Students will now be able to add their ID information to their Apple Wallets, allowing them to complete routine tasks with a swipe of their devices.
“iPhone and Apple Watch have brought us into a new era of mobility, helping to transform everyday experiences,” Jennifer Bailey, Apple’s vice president of internet services said in a statement. “[W]e’re now thrilled to be working with campuses on adding contactless student ID cards to bring customers even more easy, convenient and secure experiences.”
What Is Near-Field Communication?
Near-field communication is a wireless technology, evolved from radio-frequency identification, that allows two devices to interact with each other when placed close together, usually within a few centimeters.
Most phones and mobile devices are now equipped with secure elements in the form of smart chips to protect any banking or personal information used in a wireless transaction with an NFC terminal.
The ability to transfer data wirelessly has become a major selling point for universities, which have started to invest in multiple modes of wireless communication, including beacon technology.
However, unlike beacons, which provide only outbound communication to the user’s mobile device, an NFC enabled device sends secure data back and forth with a terminal, supporting transactions on higher education campuses, such as mobile payments.
This means that while beacon technology may be useful for sending an alert for an upcoming sale to anyone who passes by the school store, NFC devices are better equipped for handling the purchase of items.
NFC Sensors Offer a New Level of Convenience on Campus
Implementing NFC terminals and Apple student IDs has helped streamline daily activities on campus, according to the colleges that are testing the technology.
“The use of iPhone and Apple Watch as an alternative to physical ID cards is a great way to improve the student experience,” said Duke University Chief Information Officer Tracy Futhey in a press release. “Blackboard has been an innovative partner in helping us bring this capability to our campus and make access to facilities and services even easier.”
One of the main draws of student Apple IDs is improving ease of payment for students on campus. Students can now tap their Apple Watches to buy lunch at their dining halls or schools supplies on campus.
This convenience also extends to anything that once required student ID cards, including student ticketing for events or accessing dormitories, the campus gym or restricted buildings on campus.
For example, a chemistry lab at Duke University may be restricted to students within a specific major or class. By using NFC chips embedded in the lab’s door, students permitted to use the space only need to tap their iPhone or Apple Watch to get in.
Universities are also using NFC technology to help students find academic material. At Florida International University, students can scan NFC tags and codes at the library to access digital reading material instantly.
The program also lets students digitally sign out materials, download audiobooks and gather portable travel guides.

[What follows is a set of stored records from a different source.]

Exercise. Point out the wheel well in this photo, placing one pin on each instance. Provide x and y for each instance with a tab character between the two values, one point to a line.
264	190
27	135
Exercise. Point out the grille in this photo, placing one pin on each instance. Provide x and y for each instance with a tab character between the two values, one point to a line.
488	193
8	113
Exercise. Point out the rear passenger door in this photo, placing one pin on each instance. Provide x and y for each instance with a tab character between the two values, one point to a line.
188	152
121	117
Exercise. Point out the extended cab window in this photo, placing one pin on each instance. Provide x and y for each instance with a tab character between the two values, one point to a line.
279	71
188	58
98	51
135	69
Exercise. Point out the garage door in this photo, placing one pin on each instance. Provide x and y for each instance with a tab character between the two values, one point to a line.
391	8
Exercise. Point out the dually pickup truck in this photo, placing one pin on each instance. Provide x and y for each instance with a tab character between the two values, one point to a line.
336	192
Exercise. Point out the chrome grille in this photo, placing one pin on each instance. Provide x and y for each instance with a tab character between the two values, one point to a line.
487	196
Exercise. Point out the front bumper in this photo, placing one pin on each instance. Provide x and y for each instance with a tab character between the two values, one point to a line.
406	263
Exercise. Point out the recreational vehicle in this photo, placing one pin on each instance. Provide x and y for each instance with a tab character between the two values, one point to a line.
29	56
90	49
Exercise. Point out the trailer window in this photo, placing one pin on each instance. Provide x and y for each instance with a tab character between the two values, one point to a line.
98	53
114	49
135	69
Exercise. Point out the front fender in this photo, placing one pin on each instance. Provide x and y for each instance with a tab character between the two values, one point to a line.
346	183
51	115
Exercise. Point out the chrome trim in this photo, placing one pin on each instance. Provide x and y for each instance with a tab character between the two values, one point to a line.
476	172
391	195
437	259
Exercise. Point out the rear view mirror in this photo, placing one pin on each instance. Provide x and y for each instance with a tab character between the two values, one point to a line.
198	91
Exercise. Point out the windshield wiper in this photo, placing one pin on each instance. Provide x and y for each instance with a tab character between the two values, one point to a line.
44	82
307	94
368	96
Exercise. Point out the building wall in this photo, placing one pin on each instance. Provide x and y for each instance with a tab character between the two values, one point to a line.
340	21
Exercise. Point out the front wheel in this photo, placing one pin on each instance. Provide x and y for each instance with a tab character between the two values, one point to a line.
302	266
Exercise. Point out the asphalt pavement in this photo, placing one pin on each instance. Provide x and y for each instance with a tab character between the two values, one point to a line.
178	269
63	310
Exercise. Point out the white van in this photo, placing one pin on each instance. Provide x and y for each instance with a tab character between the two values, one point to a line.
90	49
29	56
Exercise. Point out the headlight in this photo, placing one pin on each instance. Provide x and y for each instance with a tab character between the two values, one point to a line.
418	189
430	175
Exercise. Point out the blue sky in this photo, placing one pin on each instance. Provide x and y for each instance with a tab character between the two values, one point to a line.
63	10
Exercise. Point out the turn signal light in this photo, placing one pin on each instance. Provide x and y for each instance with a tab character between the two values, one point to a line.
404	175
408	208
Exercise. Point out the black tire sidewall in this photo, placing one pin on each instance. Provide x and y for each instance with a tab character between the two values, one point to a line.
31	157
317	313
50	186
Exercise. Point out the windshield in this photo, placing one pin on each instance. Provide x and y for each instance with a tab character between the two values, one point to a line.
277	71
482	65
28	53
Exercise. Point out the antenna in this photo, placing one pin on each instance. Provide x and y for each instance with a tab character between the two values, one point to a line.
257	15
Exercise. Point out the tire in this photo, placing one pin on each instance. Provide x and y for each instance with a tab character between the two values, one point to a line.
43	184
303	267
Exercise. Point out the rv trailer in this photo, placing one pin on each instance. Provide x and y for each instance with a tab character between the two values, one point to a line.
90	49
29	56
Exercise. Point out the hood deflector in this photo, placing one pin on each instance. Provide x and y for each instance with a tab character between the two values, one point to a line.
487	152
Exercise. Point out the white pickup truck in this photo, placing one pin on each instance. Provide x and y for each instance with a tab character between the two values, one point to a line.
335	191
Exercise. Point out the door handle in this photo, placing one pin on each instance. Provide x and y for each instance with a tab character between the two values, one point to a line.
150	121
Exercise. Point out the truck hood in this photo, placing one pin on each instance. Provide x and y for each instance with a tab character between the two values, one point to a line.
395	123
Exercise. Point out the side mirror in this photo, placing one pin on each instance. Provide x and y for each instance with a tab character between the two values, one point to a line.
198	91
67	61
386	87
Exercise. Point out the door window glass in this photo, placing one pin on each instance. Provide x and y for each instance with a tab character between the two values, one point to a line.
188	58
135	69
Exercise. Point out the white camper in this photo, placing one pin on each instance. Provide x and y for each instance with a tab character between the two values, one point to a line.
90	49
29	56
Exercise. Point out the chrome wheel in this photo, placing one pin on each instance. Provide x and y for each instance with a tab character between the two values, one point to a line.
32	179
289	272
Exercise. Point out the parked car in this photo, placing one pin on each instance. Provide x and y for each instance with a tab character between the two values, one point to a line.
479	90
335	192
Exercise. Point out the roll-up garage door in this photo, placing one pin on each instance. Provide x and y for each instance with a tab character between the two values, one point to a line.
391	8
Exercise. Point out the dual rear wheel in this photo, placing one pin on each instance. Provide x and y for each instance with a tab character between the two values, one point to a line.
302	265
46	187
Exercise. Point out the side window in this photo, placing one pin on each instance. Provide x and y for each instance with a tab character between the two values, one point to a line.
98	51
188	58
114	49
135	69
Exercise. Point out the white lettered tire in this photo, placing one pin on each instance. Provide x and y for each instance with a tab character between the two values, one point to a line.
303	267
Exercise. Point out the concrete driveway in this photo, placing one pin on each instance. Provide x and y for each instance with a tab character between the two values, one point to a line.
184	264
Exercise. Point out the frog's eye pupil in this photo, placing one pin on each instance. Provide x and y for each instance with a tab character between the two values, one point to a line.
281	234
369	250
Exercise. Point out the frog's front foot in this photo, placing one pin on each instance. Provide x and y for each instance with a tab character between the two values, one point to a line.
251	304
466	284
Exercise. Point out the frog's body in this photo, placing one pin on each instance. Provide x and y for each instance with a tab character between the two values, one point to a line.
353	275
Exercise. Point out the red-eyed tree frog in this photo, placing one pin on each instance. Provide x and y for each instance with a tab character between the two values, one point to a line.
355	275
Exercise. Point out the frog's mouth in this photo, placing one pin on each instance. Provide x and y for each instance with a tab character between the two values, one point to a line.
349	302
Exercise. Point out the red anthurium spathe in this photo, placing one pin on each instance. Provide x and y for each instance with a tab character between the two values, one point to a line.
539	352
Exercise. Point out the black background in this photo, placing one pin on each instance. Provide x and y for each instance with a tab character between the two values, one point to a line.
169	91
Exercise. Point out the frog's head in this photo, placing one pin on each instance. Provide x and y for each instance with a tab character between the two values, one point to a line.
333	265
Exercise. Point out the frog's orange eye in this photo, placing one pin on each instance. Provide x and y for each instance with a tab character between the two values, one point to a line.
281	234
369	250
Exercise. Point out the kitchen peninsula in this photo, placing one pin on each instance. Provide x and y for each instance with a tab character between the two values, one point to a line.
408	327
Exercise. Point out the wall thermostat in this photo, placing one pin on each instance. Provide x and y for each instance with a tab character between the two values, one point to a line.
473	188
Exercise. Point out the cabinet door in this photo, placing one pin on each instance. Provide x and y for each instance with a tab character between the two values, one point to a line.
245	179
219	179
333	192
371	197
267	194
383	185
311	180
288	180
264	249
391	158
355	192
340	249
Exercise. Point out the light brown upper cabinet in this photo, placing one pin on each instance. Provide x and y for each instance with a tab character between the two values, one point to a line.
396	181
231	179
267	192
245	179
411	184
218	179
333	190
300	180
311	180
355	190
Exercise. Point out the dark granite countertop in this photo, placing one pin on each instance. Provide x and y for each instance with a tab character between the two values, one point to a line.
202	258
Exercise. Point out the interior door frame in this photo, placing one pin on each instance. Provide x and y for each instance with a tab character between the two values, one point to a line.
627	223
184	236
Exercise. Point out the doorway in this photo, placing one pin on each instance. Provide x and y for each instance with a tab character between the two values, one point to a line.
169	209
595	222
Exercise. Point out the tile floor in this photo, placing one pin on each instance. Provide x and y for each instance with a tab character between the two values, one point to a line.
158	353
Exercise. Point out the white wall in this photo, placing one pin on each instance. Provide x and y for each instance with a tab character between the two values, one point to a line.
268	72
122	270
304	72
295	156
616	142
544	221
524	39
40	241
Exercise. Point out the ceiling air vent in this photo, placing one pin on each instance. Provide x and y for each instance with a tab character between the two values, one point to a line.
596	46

Contactless Student IDs Make Campus Transactions More Secure
Universities adopting Apple student IDs claim the technology is not only more convenient, but it keeps students safer by eliminating the risk of losing a student ID on campus.
However, the use of a digitally connected ID card does raise questions about security, especially as students rely so heavily on their ID cards interact with campus facilities.
“The fear with NFC is that a hacker could steal credit card information in a simple way utilizing a variety of methods and not-so-sophisticated equipment,” according to an InfoSec blog post from this year. “For example, other than using a malicious code on the device used by the payer, a remote attacker could intercept the signal during a contactless transaction using a spoofing method through a simple radio receiver.”
Infosec experts found the security around the smart chips holding valuable data used in contactless payments would make stealing information directly from an Apple watch or iPhone extremely difficult.
To put their minds at ease, users can adjust certain features on their Apple student IDs through Apple Wallet, setting up additional protections, including requiring Face ID, Touch ID or a passcode to access certain features, according to an Apple white paper released in September 2018.
Any application students download that will use a student’s digital ID will also need to support two-factor authentication.
All things considered, while users’ hesitation is understandable, NFC technology is likely much safer than regular card swiping, Infosec experts conclude.
“NFC opens up a completely new world of possibilities, especially when it comes to enabling contactless payments that are to replace the old-fashioned swipe-and-sign system,” experts write.